Quindi, il sasso era stato lanciato, le acque erano state agitate. Bisognava solo attendere come la situazione sarebbe evoluta.
Ma l’Innominato? In tutto questo avvicendarsi di personaggi e fatti nel paese e nella casa del sarto l’uomo era tornato nel suo castello, aveva percorso il tragitto a ritroso fino a raggiungere il cortile interno alla sua dimora e qui aveva lanciato un richiamo, il solito richiamo con cui aveva l’abitudine di attirare l’attenzione di tutti i suoi uomini.

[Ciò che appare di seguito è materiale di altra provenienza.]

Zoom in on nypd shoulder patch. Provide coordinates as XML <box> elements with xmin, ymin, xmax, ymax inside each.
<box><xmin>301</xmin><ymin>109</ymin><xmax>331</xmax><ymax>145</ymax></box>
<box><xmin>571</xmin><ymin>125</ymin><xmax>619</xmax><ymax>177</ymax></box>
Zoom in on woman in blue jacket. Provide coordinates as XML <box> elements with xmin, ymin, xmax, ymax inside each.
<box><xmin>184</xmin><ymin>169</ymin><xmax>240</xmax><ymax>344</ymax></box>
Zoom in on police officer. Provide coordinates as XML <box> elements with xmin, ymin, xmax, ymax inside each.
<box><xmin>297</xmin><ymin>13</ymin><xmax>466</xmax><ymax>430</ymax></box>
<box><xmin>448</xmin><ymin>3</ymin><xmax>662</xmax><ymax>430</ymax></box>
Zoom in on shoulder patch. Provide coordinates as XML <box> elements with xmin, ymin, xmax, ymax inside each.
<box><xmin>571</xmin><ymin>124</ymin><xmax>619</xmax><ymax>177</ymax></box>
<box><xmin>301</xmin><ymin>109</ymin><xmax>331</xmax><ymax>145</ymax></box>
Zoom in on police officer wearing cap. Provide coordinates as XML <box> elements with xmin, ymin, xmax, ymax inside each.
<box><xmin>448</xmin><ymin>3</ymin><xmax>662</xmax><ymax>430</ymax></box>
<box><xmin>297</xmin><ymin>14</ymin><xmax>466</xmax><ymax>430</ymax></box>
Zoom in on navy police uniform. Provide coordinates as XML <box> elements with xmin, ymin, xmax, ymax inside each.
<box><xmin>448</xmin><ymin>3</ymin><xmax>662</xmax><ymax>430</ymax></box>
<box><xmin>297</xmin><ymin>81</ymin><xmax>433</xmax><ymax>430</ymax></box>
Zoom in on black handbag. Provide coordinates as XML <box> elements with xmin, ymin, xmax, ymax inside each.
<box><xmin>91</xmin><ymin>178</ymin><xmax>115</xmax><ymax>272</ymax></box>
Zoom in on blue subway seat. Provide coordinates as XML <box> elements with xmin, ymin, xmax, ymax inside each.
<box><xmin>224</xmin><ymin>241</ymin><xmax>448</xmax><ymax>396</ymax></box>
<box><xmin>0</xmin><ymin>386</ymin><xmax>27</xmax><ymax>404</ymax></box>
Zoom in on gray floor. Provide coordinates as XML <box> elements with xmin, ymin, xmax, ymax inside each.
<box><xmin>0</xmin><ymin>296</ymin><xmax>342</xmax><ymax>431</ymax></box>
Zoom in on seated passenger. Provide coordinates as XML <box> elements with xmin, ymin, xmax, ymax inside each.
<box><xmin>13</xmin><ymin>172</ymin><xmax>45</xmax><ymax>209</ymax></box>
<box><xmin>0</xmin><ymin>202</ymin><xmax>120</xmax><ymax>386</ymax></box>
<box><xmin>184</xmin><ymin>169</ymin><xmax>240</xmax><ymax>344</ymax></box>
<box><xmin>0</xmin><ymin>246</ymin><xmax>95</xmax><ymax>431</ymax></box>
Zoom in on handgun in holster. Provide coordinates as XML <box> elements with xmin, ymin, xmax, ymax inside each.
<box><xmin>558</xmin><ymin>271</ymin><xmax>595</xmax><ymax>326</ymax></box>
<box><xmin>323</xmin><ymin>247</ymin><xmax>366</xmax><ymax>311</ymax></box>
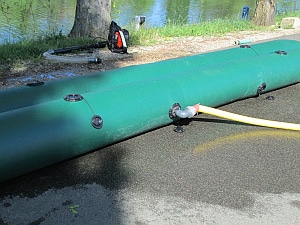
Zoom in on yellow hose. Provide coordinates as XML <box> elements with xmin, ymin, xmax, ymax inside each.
<box><xmin>194</xmin><ymin>104</ymin><xmax>300</xmax><ymax>131</ymax></box>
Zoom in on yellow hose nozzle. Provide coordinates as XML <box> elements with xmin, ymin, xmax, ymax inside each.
<box><xmin>194</xmin><ymin>104</ymin><xmax>300</xmax><ymax>131</ymax></box>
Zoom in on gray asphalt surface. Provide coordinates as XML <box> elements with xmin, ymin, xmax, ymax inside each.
<box><xmin>0</xmin><ymin>35</ymin><xmax>300</xmax><ymax>225</ymax></box>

Fatto questo e atteso l’arrivo dei numerosi sgherri che affollavano quel luogo l’Innominato ordino loro di abbandonare qualsiasi missione, qualsiasi compito, rapimento, rapina e ritorsione che lui stesso aveva comandato loro di compiere. Inoltre li congedò lasciandoli liberi di andare e augurando loro di seguire una nuova strada non più fatta di crimini e violenze. Fatto questo e lasciati gli uomini sbigottiti e attoniti li salutò e si ritirò nella sua stanza da letto: qui si coricò e si addormentò immediatamente.